Augmenting optimization-based molecular design with graph neural networks

TL;DR

This paper integrates graph neural networks into optimization-based molecular design, addressing new challenges with mixed-integer programming and symmetry-breaking to improve molecule discovery processes.

Contribution

It formulates GNNs within mixed-integer programming and incorporates them into CAMD, enhancing the optimization framework for molecular design.

Findings

Effective GNN integration into optimization models

Improved molecule design with symmetry-breaking constraints

Successful case studies on odorant molecules

Abstract

Computer-aided molecular design (CAMD) studies quantitative structure-property relationships and discovers desired molecules using optimization algorithms.

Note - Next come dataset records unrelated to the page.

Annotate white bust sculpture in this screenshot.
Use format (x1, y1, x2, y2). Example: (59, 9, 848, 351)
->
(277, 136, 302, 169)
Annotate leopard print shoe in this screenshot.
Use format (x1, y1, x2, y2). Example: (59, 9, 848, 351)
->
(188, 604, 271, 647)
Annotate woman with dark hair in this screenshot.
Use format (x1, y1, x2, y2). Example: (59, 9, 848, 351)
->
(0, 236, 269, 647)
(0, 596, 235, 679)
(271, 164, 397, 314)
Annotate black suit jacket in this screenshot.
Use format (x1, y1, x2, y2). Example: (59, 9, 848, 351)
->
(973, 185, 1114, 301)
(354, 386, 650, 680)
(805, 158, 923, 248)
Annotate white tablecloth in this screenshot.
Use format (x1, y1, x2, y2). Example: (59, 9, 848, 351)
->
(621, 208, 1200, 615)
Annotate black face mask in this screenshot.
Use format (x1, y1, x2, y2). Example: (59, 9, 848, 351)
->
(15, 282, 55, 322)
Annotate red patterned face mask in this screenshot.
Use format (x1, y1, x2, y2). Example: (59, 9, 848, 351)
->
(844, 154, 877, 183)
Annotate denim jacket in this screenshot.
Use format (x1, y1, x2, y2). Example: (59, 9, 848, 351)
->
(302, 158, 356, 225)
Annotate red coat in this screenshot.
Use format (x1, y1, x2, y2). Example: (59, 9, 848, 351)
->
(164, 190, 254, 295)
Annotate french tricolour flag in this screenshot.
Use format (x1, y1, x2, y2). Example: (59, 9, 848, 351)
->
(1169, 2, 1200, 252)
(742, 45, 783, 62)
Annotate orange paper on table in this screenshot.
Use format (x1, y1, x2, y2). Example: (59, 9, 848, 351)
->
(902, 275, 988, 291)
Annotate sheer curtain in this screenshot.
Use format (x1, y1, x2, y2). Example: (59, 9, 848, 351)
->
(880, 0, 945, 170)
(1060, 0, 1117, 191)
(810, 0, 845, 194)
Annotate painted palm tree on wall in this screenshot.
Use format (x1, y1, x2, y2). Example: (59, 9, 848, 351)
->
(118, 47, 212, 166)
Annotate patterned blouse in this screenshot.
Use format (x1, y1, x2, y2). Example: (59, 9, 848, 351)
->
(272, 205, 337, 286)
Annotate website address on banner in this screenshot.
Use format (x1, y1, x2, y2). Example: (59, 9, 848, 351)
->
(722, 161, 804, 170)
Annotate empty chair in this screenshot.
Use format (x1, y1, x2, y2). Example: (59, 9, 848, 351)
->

With the emergence of machine learning models, CAMD score functions may be replaced by various surrogates to automatically learn the structure-property relationships. Due to their outstanding performance on graph domains, graph neural networks (GNNs) have recently appeared frequently in CAMD. But using GNNs introduces new optimization challenges. This paper formulates GNNs using mixed-integer programming and then integrates this GNN formulation into the optimization and machine learning toolkit OMLT. To characterize and formulate molecules, we inherit the well-established mixed-integer optimization formulation for CAMD and propose symmetry-breaking constraints to remove symmetric solutions caused by graph isomorphism. In two case studies, we investigate fragment-based odorant molecular design with more practical requirements to test the compatibility and performance of our approaches.